Já os três partidos tradicionais estão embolados, com resultados próximos. De acordo com uma pesquisa de pesquisas, os socialistas (PSOE) têm 24%, a centro direita (PP) tem 21%, e os liberais (Ciudadanos), 19%. A Espanha se tornou um dos exemplos mais extremos da fragmentação política que está tomando conta da Europa.
O Podemos pode ter abalado o sistema político espanhol quando irrompeu dos movimentos anticapitalistas, mas seus melhores dias parecem ter ficado para trás. Sua imagem ficou manchada por disputas internas entre seus líderes e seu apoio caiu para 14%. Se afundar mais, pode levar junto as esperanças de Sánchez de formar outra coalizão de esquerda.

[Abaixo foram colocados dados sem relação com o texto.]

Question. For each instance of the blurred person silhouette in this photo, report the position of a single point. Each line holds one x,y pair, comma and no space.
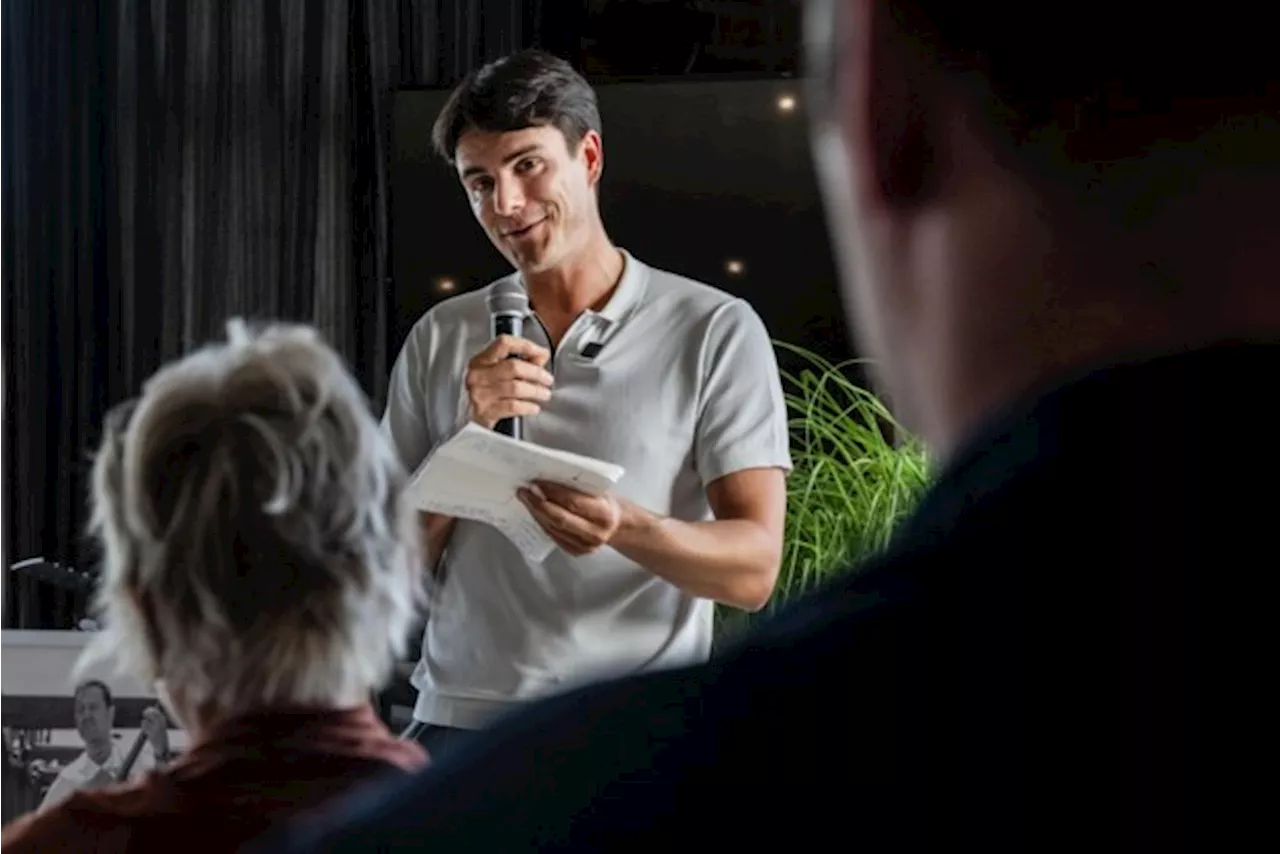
1059,236
104,761
263,570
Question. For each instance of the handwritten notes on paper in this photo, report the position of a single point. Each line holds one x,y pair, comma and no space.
475,475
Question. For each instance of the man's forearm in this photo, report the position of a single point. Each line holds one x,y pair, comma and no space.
734,561
437,530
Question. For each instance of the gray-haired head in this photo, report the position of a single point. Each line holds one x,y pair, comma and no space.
259,549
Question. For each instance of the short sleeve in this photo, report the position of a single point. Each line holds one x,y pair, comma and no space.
405,419
741,414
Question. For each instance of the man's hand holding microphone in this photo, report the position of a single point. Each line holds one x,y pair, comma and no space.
507,382
501,387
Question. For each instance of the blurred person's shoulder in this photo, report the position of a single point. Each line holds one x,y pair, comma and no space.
86,821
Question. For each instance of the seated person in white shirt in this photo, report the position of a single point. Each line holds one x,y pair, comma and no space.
103,761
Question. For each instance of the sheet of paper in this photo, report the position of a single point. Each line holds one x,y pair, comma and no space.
475,475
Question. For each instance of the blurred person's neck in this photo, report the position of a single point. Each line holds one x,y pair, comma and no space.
585,281
200,722
1072,296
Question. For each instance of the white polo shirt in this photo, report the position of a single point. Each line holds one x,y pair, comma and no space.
682,389
82,771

Como já se viu em países da Europa como a Suécia e a Alemanha, a presença de partidos de extrema-esquerda ou extrema- direita no Parlamento dificulta ainda mais a formação de governos de coalizão de centro-esquerda ou centro-direita. O PP e o Ciudadanos formaram governo na Andaluzia com apoio tácito da extrema-direita. Mas fazê-lo em nível nacional seria mais delicado.
Quando Sánchez assumiu o poder, um de seus objetivos era reduzir as tensões com a Catalunha, na sequência de sua ofensiva ilegal pela independência, em 2017. Seu governo retomou o diálogo com líderes regionais e tentou amenizar algumas restrições impostas ao governo da região na esteira da tentativa fracassada de separação.
A agitação política das últimas semanas mostrou que qualquer esperança de uma trégua no curto prazo é apenas um sonho. As tensões entre, de um lado, os defensores da independência da Catalunha e, de outro, os catalães favoráveis a continuar na união e os espanhóis cada vez mais ressentidos devem continuar acirradas.
Com uma dúzia de líderes independentistas sendo julgados nesta semana, acusados de desobediência e rebelião, as posições se tornaram inflexíveis. Uma tentativa desastrada do governo de buscar a conciliação, propondo um mediador para ajudar os nacionalistas catalães a resolver suas diferenças, acabou piorando a situação. Liberais, centro-direita e extrema-direita se uniram em protesto.
Sánchez, porém, não tinha como aceitar as exigências catalãs de autodeterminação em troca de apoiar seu orçamento. Os catalães podem terminar enfrentando um governo de direita muito mais hostil. Parece que a questão catalã envenenará a política espanhola por muitos anos.